Last night I went to “The World of Music” to watch Kailash and Assabghy sing in the tribute to Larry Catlin. It was a really nice event. The night before I invited a few other friends to the documentary screening of this Algerian movie followed by a Palestinian movie. My impressions of people keep changing. Goes to tell you how unreliable my first impressions are. “There will be time / there will be time/ To prepare a face to meet / the faces that you meet”. We’re all faces at the end of the day, and like a teacher once said you wonder if there some real core or if its just one layer after another like an onion. Onion-face. At Cairo Jazz Club last night, I met some people, and it was a refridgerator-reception I got. Always girls. Makes me wonder why on earth I bother even going up to say hello. I really won’t do it next time. It tires me; it actually saps me of my effort. I’m just going to go Taoist now with it all, and go with as it goes. I’m glad Sherif Nakhla agreed to let Assabghy and me work with him on some future video project, because I really want to learn stuff.

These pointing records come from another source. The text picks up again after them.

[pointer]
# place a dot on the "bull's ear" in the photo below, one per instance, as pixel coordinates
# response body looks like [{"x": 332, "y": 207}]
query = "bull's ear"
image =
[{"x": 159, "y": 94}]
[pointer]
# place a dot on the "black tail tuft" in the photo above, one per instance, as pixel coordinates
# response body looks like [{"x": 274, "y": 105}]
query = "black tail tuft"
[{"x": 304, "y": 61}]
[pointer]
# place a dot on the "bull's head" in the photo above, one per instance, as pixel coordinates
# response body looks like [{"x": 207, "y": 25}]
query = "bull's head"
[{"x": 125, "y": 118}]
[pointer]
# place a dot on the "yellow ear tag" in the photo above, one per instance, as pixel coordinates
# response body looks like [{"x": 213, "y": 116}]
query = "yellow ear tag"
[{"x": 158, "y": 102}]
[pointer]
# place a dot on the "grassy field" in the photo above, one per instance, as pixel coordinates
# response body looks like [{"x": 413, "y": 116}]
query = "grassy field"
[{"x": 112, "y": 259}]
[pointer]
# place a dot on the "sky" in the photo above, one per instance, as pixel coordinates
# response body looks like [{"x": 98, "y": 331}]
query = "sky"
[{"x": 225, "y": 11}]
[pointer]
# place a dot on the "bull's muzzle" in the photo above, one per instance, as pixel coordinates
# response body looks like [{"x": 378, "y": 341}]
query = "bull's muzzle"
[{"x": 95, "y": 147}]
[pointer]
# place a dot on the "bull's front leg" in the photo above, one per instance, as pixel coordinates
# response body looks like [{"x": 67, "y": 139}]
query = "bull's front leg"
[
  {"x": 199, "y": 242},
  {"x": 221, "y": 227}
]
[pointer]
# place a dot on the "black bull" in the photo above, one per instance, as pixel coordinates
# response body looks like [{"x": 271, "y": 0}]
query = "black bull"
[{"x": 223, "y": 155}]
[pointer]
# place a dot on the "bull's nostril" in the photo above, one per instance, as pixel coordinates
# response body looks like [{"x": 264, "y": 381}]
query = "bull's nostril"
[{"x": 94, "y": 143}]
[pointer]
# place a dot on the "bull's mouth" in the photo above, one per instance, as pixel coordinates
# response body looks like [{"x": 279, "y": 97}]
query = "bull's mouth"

So for a while now I’ve been feeling aimless. I suppose its understandable right after a big transition like graduation from a degree like Comparative Literature. I meet a lot of people going through the same thing. Some people say they’ve never reached a sense of being in a place where they should be. At the concert yesterday, a girl was singing this country song, “Time will do the talking / and years will do the walking”. She was good.
So I will be going to India tomorrow. I’m really looking forward to meeting Jayu and spending some time relaxing. I hope the trip overall is confrontation-free and relaxed. oh and since my last wah-wah complaint about people growing distant, things have patched up between an old friend, and I've got this new bunch to hang out with off and on, and now the new are becoming somewhat older.. :) as it goes.
India, here I come. Leaving one home for another.